Tuesday, October 21, 2008

First Steps

The first time I toured Israel I cut my trip short a few days. A parishioner in my congregation passed away and I came back to do the funeral.

Traveling alone with a schedule change flagged my itinerary for the folks at El Al. After being ticketed a very beautiful woman approached me. I am generally unaware of people’s appearance, but this young woman was quite amazing. Later I would discover, this was part of their tactics.

“Where are you traveling,” she asked?

I muttered something about the US as she gently took my tickets. Scanning the pages she said, “what holy sites did you visit during your stay in Israel?”

The question threw me. “I didn’t go to holy sites. We visited archeological sites or historical sites that are mentioned in the Bible. But not holy sites.”

She flashed me a look that discerned I was more a risk to myself than anyone else and then invited me to meet her colleague for my next set of questions. Her colleague had a good four inches on me and at least 60 pounds which means he was enormous. As this hulking tree trunk rummaged through my suitcase I got it.

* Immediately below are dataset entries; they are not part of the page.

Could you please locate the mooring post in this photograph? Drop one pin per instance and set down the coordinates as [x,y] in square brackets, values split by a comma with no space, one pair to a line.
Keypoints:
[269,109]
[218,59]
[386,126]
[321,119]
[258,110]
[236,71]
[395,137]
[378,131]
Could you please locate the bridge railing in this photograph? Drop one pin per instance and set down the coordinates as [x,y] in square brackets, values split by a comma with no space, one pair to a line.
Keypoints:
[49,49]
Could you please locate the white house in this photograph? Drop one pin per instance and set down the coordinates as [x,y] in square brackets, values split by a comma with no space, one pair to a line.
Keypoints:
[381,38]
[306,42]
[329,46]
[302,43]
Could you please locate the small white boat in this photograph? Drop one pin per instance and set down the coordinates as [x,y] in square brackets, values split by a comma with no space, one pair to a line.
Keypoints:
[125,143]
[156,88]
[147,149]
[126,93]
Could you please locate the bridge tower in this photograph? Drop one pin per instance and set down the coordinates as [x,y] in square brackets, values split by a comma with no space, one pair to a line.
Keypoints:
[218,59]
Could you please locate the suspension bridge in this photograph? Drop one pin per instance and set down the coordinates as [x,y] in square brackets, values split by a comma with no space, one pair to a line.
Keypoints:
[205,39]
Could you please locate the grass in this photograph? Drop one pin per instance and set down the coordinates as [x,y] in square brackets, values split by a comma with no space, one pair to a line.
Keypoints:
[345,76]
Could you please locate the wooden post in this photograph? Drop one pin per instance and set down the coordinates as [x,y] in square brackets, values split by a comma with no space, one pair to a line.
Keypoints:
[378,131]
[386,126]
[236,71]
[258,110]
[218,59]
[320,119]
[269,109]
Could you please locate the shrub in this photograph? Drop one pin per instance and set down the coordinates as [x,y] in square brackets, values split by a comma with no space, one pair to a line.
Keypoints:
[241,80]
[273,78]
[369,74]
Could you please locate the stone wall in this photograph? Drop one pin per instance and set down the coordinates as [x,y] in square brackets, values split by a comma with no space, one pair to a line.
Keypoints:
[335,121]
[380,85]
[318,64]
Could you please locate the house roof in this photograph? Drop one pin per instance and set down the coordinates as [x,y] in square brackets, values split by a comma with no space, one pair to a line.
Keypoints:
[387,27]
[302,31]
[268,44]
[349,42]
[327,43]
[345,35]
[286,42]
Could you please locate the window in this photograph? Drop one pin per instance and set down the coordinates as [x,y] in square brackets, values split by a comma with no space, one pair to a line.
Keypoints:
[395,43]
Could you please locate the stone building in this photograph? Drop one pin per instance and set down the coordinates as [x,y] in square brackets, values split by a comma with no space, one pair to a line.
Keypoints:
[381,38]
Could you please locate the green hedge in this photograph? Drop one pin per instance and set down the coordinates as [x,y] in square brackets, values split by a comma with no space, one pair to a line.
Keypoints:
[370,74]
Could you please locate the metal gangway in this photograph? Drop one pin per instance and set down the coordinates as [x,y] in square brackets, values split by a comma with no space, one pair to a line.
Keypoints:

The first person, the woman, was to disarm me; the second was to alarm me.

The impressions the two made have lingered as a fun memory, but what has really stayed with me as a kind of perennial question is the one of “holy site.” Why did I not view the places we visited as “holy”?

My first tour was in 1999. I went to the Church of the Holy Sepulchre, the Dome of the Rock, and the Wailing Wall. All of which are considered as the most holy of sites by three major religions of the world. Why did I not share their sense of awe?

Part of the answer was the nature of the visit. I was invited by Princeton Seminary to travel with classmates five years out of seminary. The trip was subsidized by a lovely donation from an Atlanta businessman and it was led by professors and directed by the leading archeologists in the Holy Land. The trip, then, had the feel of an academic endeavor. We talked a lot about competing theories for interpreting archeological finds; we found every site couched in caveat with the words “this isn’t the real site, but it’s a traditional one"; and our guide was doing his PhD in Hebrew studies so there was little that he didn’t doubt.

Another big part of the answer of not seeing the Holy Land as holy was the Protestant strain in me that said, God makes us Holy, God makes the church holy, not the building, not the place upon which we stand. Holiness was within the soul, not within a relic or surrounding a spot.

Yet, in the years that followed my first visit, I have changed my tune. If I were asked the same question by the El Al security person, (what holy sites did you visit?), I would start rattling off the churches of St. Helena and the tombs of this figure and that prophet, and it wouldn’t be just an attempt to avoid having my bag searched. It was a change of heart.